Significance. If the synthetic violations are representative, this work provides a scalable, low-cost method to train and benchmark compliance-aware judges for enterprise LLM agents, directly addressing the annotation bottleneck. The automated pipeline's ability to yield exact labels for both violation type and location is a clear strength that could support reproducible research on generative reward models. The result that fine-tuning on these data beats much larger general-purpose LLMs suggests targeted synthetic data can be more effective than scale alone for this capability.

major comments (2)

[§4] §4 (Experiments) and the cross-domain results: the headline claim that the fine-tuned small judge 'generalizes well to unseen business domains' is supported solely by held-out synthetic test sets produced by the same injection pipeline. No comparison to real logged enterprise violations, no expert realism ratings, and no ablation on human-authored breaches are reported; this leaves open the possibility that both the benchmark difficulty and the apparent robustness are artifacts of detectable patterns in the generated perturbations rather than genuine detection capability.
[§3.2] §3.2 (Adversarial search) and evaluation setup: the paper does not report the number of test dialogues, the precise metrics (e.g., turn-level F1 for localization, precision/recall for violation type), or statistical significance tests for the outperformance over SOTA LLMs. Given that LLM judge outputs are stochastic, these omissions make it difficult to assess whether the reported gains are robust or sensitive to evaluation choices.

minor comments (2)

[Abstract] The abstract would be strengthened by including at least one quantitative result (e.g., accuracy or F1 gap between the fine-tuned model and the best LLM) to convey the magnitude of the improvement.
[§3.1] Section 3.1 could benefit from a short example dialogue showing an injected flaw before and after the adversarial search to illustrate how the perturbations remain natural.
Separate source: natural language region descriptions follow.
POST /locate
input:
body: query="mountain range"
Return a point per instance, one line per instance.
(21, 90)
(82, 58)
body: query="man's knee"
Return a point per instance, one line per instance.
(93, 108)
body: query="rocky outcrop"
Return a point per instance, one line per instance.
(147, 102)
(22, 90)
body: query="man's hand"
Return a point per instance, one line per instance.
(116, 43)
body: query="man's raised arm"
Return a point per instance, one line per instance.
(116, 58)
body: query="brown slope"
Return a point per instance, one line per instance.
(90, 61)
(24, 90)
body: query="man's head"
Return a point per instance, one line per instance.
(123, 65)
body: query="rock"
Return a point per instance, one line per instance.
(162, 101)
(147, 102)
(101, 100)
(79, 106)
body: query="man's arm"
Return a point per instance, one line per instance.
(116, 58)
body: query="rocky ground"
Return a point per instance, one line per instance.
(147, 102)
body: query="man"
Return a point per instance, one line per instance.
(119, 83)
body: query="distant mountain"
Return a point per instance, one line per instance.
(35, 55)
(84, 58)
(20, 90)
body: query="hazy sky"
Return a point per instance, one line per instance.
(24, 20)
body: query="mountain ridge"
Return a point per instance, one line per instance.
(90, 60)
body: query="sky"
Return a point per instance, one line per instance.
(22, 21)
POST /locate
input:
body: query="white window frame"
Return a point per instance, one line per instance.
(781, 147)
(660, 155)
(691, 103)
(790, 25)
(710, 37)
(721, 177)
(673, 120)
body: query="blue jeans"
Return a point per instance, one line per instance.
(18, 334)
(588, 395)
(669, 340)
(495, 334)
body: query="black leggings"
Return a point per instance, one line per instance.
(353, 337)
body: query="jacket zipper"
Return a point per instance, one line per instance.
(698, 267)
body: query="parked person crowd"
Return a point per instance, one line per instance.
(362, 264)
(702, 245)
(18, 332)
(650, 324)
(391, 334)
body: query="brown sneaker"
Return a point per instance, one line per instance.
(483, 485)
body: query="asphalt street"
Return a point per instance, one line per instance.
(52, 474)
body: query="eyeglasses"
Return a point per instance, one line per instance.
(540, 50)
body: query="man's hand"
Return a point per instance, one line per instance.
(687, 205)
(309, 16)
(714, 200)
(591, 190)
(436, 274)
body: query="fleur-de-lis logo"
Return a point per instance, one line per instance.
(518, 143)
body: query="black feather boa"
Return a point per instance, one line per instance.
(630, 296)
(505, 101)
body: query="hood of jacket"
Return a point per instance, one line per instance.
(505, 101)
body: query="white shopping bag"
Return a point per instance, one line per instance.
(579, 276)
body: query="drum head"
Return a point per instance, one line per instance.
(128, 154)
Simulated Author's Rebuttal

2 responses · 1 unresolved

We thank the referee for the constructive feedback and recommendation for major revision. We address each major comment below with point-by-point responses, indicating where revisions will be made to strengthen the manuscript while remaining honest about its current scope.

read point-by-point responses

Referee: [§4] §4 (Experiments) and the cross-domain results: the headline claim that the fine-tuned small judge 'generalizes well to unseen business domains' is supported solely by held-out synthetic test sets produced by the same injection pipeline. No comparison to real logged enterprise violations, no expert realism ratings, and no ablation on human-authored breaches are reported; this leaves open the possibility that both the benchmark difficulty and the apparent robustness are artifacts of detectable patterns in the generated perturbations rather than genuine detection capability.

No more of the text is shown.